Multiple people in recovery have told me that year three was hardest phase of their sobriety. None of them specified why, but I have my qualified postulations. Early sobriety is hell on earth. It passes. Everything after that is magical. Every day without drinking begets another day without drinking and you keep doing it because you want to, because it’s right and it feels amazing. Other people bequeath you with constant affirmations and encouragement. You get endorphins from things like folding the laundry, scrubbing the toilet, and paying the internet bill because those impossible feats were not happening in active addiction. Year two is like a cool, lazy river on a hot July day. Sober feels normal. The heartaches and lamentations have reduced to a dull ache. You can’t even remember the last time that you felt the urge to drink, or wear a noose, or chew glass, and the absence of those thoughts seems like a delusion of grandeur. You know yourself. You like yourself. You have confidence in who you are and what you do, because if you can do addiction recovery for two years, you can do anything.
Year three, so far, is a discouraging plateau. Up from rock bottom, sure, but down from the Valhalla of surviving addiction. Remember all those bad feelings you’ve had about yourself since high school? The ones that you were drinking away in addiction, and browbeating away in early sobriety? Well… they’re baaAAaack.
A couple of weeks ago, I attended a meeting regarding a project that I am privileged and lucky to be a part of. The director and I persuaded four men from the collaborating department to join us for a casual lunch so we could sell our directives and our methods, and they could ask any pertinent questions. Throughout the meeting, it became more and more noticeable that the associate professor sitting across from me was directing his questions to our research assistant instead of me. It wouldn’t have been so uncomfortable, except that she had told him multiple times already that she was not yet familiar with the scope of our work and couldn’t answer any of his questions. She told him that she was only there to take notes.

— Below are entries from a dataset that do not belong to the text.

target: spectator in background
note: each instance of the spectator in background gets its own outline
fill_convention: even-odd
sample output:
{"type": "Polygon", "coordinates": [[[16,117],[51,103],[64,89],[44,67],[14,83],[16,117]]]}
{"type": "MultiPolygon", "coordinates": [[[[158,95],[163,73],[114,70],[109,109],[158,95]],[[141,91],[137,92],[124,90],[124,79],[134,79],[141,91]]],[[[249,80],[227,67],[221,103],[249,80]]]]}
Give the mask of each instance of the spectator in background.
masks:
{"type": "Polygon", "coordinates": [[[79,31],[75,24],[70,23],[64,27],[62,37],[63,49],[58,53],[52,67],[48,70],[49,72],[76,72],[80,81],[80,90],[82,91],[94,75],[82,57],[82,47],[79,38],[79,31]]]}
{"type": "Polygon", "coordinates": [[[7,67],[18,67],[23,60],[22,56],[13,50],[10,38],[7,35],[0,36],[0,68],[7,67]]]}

Still, every time he had an inquiry, he gave it to her. It became a pattern of him asking her a question, her looking over to me, and me answering the question without him even glancing in my direction. Then he would conjure a follow-up question and, once again, ask the girl who had already beaten the phrase “I don’t know,” to death.
I get it, okay? I really do. The research assistant is beautiful. And flawlessly toned. And demure. And blonde. And 20-years-old. She should be considered for her brains, not the surface characteristics that I just listed, but those surface characteristics are unignorable. I’m also not saying that she is stupid or useless or unimportant in any way. What I am saying is that she was there for the sole purpose of writing down the points and inquiries posed by the group with one of her milky, butter-soft hands, and eat an arugula and manchego salad with the other. That’s all.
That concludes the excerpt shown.